Third, and most dangerously, even when they do not interact with PHI, biotech and life sciences companies are faced with clients demanding they sign a BAA regardless, or clients who accidentally reveal PHI to them when no BAA or HIPAA compliance has been undertaken. Business Associate Agreements that are compliant with HIPAA’s requirements impose significant and expensive compliance obligations on an entity – they should only be signed when the entity is a Business Associate or has a significant risk of unintentionally becoming a Business Associate. Taking on these obligations when they are not required imposes an enormous administrative and financial obligation on an entity. Potentially more damaging is the fact that signing a BAA can act as presumptive evidence that the entity is a Business Associate, exposing it to liability in a breach investigation that it otherwise would not have.
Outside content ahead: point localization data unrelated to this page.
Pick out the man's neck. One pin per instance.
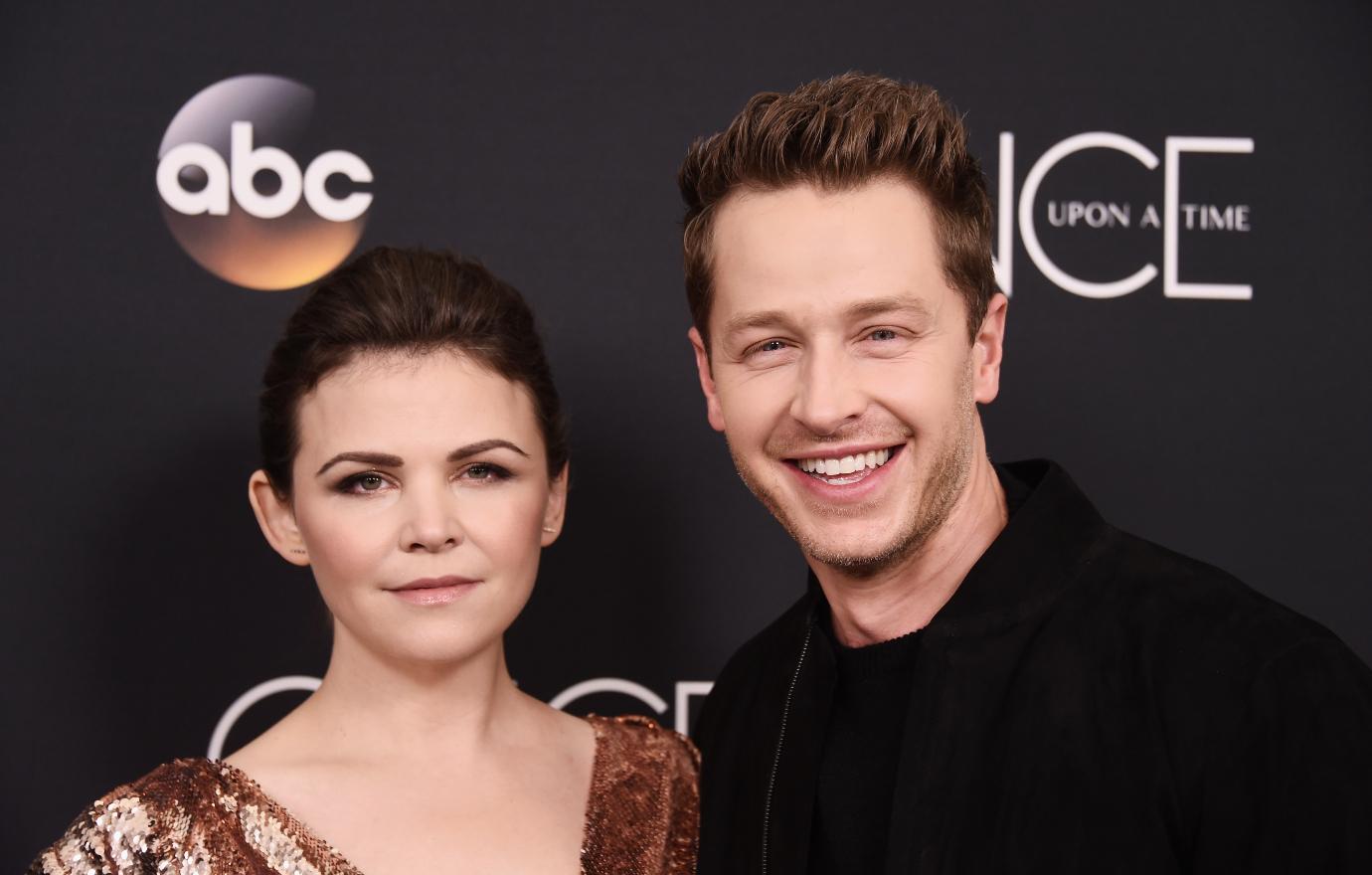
(906, 597)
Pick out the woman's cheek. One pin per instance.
(346, 546)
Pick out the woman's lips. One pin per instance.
(433, 590)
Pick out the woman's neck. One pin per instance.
(372, 708)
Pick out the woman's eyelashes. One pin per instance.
(375, 483)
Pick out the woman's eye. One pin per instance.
(363, 484)
(484, 470)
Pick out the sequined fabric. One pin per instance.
(202, 816)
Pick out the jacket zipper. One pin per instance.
(780, 740)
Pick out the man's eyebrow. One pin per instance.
(881, 306)
(763, 318)
(386, 459)
(863, 309)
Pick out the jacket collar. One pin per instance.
(1043, 548)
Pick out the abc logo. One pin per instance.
(241, 205)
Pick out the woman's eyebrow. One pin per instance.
(380, 459)
(386, 459)
(482, 445)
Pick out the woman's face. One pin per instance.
(422, 501)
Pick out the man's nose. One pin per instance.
(431, 521)
(827, 393)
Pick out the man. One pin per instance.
(982, 676)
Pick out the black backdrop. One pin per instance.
(139, 599)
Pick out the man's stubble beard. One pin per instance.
(945, 481)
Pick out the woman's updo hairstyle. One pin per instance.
(409, 302)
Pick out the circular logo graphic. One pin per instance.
(237, 199)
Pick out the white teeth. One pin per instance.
(845, 465)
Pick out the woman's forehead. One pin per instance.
(433, 400)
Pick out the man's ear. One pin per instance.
(556, 510)
(276, 517)
(707, 382)
(988, 350)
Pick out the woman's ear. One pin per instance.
(277, 519)
(556, 509)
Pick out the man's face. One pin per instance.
(840, 371)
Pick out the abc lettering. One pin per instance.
(245, 162)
Many biotech and life sciences entities do not intend to become Business Associates, but due to a misunderstanding of HIPAA regulations or client error, these companies can suffer the phenomenon called the ‘accidental business associate.’ This phenomenon is more likely when the company generally does not envision that it will access PHI. The problem is that even if PHI is accessed accidentally, whether it is the company’s fault or its client’s fault, HIPAA’s Business Associate requirements kick in. The trap has been sprung and generally cannot be cured after the fact. As it has not planned on being a Business Associate, the company generally hasn’t complied with HIPAA, and if an audit or investigation occurs, the company is exposed to significant potential penalties.
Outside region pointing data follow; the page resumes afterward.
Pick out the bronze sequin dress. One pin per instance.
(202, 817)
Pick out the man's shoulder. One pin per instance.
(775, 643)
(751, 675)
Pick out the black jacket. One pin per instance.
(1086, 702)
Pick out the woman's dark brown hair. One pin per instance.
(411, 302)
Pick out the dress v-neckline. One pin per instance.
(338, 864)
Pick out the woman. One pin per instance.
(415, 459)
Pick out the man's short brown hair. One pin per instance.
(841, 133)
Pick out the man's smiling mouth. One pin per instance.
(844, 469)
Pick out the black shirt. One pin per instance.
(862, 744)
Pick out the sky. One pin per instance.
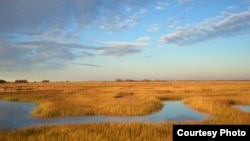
(96, 40)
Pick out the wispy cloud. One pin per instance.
(154, 28)
(118, 23)
(184, 1)
(144, 38)
(23, 55)
(224, 25)
(119, 49)
(86, 64)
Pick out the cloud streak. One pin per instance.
(86, 64)
(118, 49)
(224, 25)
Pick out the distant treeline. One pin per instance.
(21, 81)
(131, 80)
(3, 81)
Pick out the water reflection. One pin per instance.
(17, 115)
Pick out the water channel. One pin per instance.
(15, 115)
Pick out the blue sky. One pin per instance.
(81, 40)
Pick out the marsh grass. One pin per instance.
(215, 98)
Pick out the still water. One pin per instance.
(15, 115)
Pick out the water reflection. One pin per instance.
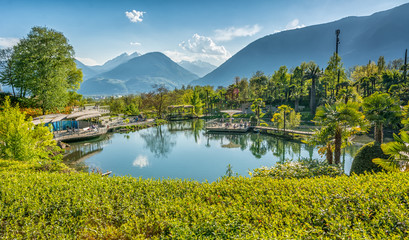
(141, 161)
(184, 150)
(159, 141)
(77, 152)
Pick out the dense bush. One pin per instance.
(70, 206)
(21, 140)
(301, 169)
(363, 159)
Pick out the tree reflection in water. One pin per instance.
(159, 141)
(77, 152)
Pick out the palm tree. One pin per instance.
(313, 73)
(255, 107)
(344, 119)
(381, 109)
(398, 152)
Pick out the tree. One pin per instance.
(255, 107)
(381, 109)
(43, 67)
(286, 116)
(7, 76)
(333, 75)
(344, 119)
(398, 152)
(258, 84)
(313, 73)
(281, 82)
(159, 98)
(20, 139)
(298, 86)
(196, 102)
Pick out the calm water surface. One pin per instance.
(183, 150)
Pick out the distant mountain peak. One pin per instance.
(197, 67)
(138, 75)
(362, 39)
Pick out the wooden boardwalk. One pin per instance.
(260, 128)
(81, 134)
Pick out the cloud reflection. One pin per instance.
(141, 161)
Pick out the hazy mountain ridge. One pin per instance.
(199, 68)
(138, 75)
(91, 71)
(362, 39)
The penalties for a Business Associate’s failure to comply with HIPAA are severe – easily reaching hundreds of thousands of dollars for small firms – and the public is increasingly aware of its HPIAA rights and the potential for compensation due to a breach. Complaining of a breach is easy; a simple form filled out on the web site of the Office for Civil Rights (“OCR”) within the Department of Health and Human Services.
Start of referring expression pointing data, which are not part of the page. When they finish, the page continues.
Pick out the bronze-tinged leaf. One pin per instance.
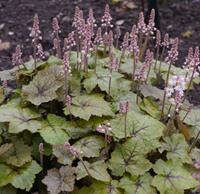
(60, 180)
(183, 128)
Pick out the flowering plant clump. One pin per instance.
(100, 117)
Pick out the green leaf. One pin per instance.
(78, 128)
(60, 180)
(129, 157)
(192, 119)
(44, 85)
(90, 146)
(137, 184)
(138, 126)
(150, 107)
(5, 147)
(87, 105)
(8, 190)
(63, 155)
(131, 98)
(52, 60)
(6, 174)
(177, 148)
(97, 170)
(25, 176)
(17, 155)
(53, 130)
(101, 79)
(99, 188)
(172, 177)
(149, 90)
(20, 119)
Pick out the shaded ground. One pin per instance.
(178, 18)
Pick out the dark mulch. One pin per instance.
(177, 17)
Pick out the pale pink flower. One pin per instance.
(17, 56)
(106, 18)
(124, 107)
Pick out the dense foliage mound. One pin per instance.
(98, 121)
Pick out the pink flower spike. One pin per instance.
(142, 27)
(173, 52)
(124, 107)
(68, 101)
(69, 42)
(91, 20)
(17, 56)
(106, 19)
(98, 39)
(41, 148)
(35, 31)
(151, 24)
(166, 42)
(55, 26)
(4, 83)
(118, 32)
(125, 43)
(72, 150)
(158, 39)
(40, 51)
(67, 68)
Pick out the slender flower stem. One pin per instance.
(109, 85)
(194, 142)
(83, 163)
(161, 58)
(95, 59)
(125, 125)
(190, 83)
(34, 54)
(164, 97)
(144, 46)
(134, 69)
(157, 56)
(148, 72)
(59, 47)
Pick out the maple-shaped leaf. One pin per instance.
(60, 180)
(97, 170)
(138, 126)
(150, 107)
(100, 188)
(129, 157)
(20, 119)
(79, 128)
(6, 174)
(17, 155)
(90, 146)
(177, 148)
(172, 177)
(137, 184)
(89, 105)
(62, 154)
(131, 98)
(192, 119)
(25, 176)
(44, 85)
(8, 189)
(53, 130)
(149, 90)
(5, 147)
(101, 79)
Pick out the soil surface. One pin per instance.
(177, 17)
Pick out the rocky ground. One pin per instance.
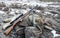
(49, 12)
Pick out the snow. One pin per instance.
(54, 33)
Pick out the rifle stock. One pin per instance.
(7, 31)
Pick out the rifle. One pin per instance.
(8, 30)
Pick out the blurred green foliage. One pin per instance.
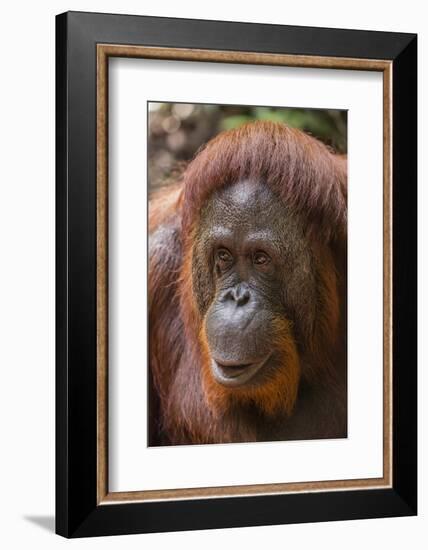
(177, 130)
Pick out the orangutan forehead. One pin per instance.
(247, 203)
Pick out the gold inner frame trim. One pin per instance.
(104, 51)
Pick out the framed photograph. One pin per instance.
(236, 274)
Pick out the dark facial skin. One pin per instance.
(252, 265)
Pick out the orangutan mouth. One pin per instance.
(234, 374)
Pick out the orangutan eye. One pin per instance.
(224, 257)
(260, 259)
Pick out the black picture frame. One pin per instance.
(77, 511)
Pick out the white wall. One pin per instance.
(27, 271)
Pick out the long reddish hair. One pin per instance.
(311, 180)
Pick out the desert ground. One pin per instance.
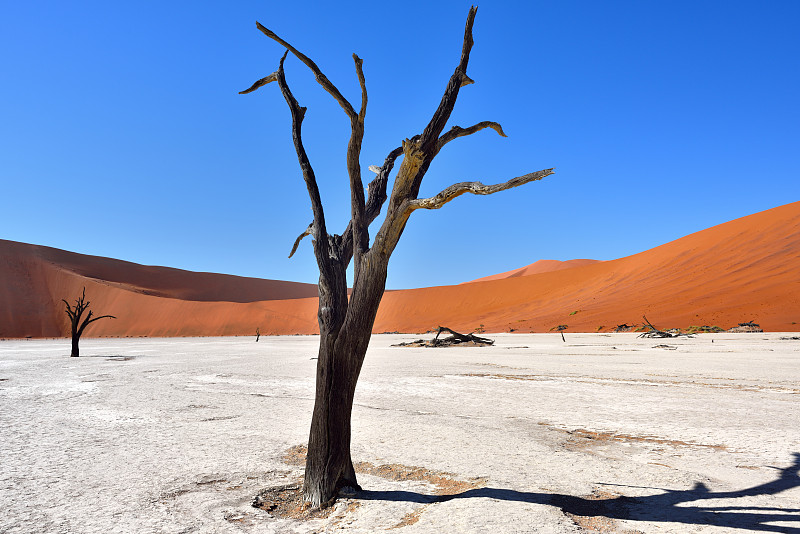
(739, 271)
(601, 433)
The true risk is not the consequences for the breach; the risk is the consequence for a failure to have complied with the panoply of regulatory requirements under HIPAA. When OCR initiates an investigation, they will not simply look at how the breach occurred, but whether the company has complied with its obligations under HIPAA. This can occur even if the breach being investigated occurred at a Business Associate of the company. OCR’s notification letter that initiates the investigation will generally request not only information on the breach, but the Company’s Business Associate Agreements, HIPAA policies and procedures and evidence of compliance with those procedures (i.e. was an employee at fault in a breach disciplined in accordance with the policies), documents showing HIPAA training of the company’s employees, the company’s annual risk assessment (review of where electronic PHI is kept and how it is transmitted and secured), the company’s plan of correction for issues found by the risk assessment and evidence of carrying out such corrections. Failure to be able to timely produce the requested materials can lead to significant consequences for noncompliance with HIPAA, even if the discovered failure has nothing to do with the breach being investigated.
Putting a compliance package together, doing the necessary training and protecting the company’s data through encryption (for both data at rest and in transmission) goes a very long way to satisfying OCR. The lesson for biotech and life sciences companies is that an ounce of prevention is worth a hundred pounds of HIPAA noncompliance cure.